If I am writing about Philippine it is not only because I love her, but she is a saint that is little known in the United States.
She is the first female saint west of the Mississippi and was canonized in 1988. To continue where I left off last Friday, St. Madeleine Sophie had arrived at Grenoble and Philippine, although ten years older than Sophie, became her dear daughter and was eager to receive the training given by Sophie.

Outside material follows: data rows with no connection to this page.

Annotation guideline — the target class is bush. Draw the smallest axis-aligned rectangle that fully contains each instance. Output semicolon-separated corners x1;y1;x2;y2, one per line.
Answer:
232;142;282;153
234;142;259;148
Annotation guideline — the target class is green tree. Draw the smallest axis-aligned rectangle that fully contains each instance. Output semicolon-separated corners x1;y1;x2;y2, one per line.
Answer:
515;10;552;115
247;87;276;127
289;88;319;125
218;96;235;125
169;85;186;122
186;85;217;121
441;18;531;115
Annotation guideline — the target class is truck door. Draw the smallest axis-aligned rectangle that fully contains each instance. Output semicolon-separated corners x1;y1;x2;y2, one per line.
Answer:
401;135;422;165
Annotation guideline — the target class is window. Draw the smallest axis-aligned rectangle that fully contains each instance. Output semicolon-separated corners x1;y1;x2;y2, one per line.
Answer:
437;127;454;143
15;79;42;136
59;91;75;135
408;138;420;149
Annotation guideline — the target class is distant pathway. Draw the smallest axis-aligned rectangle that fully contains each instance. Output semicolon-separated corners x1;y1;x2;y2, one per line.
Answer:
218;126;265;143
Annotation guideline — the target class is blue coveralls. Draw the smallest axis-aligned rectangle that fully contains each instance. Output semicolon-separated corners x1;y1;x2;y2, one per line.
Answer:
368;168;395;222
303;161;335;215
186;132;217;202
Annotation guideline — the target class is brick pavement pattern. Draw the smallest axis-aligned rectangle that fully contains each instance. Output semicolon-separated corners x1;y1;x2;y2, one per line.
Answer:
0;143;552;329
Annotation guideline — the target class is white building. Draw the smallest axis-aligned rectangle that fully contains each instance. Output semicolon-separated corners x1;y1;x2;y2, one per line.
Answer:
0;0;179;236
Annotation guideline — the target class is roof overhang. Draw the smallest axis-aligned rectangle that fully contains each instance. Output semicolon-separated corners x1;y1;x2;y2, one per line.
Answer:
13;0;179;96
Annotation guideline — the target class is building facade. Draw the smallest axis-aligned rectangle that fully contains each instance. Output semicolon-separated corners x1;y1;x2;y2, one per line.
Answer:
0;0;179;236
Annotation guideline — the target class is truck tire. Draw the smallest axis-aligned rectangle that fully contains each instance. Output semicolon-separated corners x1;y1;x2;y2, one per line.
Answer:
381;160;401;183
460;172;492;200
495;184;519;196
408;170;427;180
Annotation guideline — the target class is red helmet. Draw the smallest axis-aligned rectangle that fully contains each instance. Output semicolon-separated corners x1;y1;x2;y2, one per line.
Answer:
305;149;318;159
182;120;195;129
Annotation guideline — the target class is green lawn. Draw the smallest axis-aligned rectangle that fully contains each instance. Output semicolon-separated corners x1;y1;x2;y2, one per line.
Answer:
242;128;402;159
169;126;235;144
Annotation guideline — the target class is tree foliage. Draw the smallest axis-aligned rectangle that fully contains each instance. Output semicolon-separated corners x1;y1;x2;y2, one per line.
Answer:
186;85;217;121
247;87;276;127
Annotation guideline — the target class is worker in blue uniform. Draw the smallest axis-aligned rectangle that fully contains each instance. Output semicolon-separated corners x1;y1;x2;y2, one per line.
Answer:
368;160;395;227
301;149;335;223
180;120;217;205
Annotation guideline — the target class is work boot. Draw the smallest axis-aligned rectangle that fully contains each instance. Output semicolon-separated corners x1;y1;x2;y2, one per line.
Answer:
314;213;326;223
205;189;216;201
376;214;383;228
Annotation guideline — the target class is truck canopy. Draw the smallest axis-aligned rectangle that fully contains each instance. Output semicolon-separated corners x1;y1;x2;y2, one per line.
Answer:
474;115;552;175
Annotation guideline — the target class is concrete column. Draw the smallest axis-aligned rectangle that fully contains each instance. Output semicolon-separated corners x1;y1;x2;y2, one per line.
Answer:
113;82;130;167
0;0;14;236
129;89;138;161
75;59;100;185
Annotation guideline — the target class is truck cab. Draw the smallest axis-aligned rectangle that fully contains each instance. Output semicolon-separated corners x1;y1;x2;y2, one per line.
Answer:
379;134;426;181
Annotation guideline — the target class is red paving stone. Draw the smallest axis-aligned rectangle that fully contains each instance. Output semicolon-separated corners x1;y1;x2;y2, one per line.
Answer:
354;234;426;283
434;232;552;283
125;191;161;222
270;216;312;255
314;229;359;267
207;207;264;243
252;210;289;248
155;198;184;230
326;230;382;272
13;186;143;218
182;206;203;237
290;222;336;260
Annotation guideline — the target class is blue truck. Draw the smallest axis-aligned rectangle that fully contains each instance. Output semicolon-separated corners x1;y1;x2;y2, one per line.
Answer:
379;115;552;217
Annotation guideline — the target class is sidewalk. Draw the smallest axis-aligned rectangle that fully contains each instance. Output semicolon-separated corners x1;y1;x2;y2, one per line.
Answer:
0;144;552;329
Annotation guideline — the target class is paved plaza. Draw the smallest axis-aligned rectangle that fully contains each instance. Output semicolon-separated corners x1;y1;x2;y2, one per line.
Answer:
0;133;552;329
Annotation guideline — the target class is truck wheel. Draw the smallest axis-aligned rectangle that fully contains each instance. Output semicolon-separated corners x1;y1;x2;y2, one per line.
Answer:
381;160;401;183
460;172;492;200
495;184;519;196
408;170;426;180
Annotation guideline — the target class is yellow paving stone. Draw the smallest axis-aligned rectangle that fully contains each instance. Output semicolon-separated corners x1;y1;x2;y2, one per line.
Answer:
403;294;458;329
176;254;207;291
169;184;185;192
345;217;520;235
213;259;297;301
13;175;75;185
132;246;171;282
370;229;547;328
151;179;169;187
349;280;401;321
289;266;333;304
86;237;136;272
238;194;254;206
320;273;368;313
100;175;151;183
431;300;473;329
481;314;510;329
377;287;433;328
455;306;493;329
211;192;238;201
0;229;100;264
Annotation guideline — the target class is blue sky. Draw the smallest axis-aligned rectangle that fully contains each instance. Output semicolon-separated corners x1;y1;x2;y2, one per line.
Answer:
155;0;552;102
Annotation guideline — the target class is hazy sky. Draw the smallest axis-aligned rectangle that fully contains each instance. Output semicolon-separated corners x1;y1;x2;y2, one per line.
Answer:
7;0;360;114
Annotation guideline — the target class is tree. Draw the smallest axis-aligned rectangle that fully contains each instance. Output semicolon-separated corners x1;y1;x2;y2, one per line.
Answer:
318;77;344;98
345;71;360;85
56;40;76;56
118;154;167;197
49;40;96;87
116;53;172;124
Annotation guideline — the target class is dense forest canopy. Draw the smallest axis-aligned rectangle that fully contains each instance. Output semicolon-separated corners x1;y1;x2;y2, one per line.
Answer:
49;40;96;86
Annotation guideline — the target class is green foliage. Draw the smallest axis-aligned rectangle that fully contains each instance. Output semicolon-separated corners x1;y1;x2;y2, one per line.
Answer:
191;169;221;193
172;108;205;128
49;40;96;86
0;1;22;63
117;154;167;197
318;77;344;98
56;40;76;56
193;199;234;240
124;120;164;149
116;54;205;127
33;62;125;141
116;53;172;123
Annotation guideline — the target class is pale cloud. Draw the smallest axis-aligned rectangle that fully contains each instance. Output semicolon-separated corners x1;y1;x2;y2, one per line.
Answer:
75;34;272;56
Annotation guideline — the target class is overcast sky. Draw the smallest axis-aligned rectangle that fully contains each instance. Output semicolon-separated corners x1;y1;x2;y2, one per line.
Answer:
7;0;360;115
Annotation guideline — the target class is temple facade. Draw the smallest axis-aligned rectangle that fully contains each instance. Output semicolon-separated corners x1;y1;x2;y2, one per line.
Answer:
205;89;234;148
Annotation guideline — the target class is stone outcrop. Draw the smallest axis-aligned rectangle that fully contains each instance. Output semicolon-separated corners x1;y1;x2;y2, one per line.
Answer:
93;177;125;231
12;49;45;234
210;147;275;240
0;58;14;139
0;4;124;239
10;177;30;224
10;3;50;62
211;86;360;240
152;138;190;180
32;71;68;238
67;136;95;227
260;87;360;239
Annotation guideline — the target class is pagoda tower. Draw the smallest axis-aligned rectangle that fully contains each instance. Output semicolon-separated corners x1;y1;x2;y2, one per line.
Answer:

The novitiate was formally opened on the last day of 1804; the work of the two small schools had to carried on as there were now seventeen boarding pupils and twenty in the free school. This was not allowed to absorb more time than necessary as Mother Barat was initiating her novices in prayer and the interior life, so characteristic of this new Society.  Philippine soon found that her desire to go convert the Indians continued to influence her prayer and she was open about this with Mother Barat who did not discourage her, but told her that it was not going to happen soon and she must be patient.  Philippine made her first Vows and her final profession still at the convent in Grenoble, but in 1815 she was a member of the General Chapter which met in Paris. She was never to return to her beloved convent in Grenoble but stayed in Paris to establish a house there. However, her missionary desires did not weaken and a visit from the Bishop in charge of the Louisiana territory gave her the opportunity to again plead to be sent to the missions. Mother Barat had told the Bishop that it was too soon for her to send missionaries, but Philippine arrived in time to beg her to consent. She relented and said she would set about seeking companions to go to America with Philippine.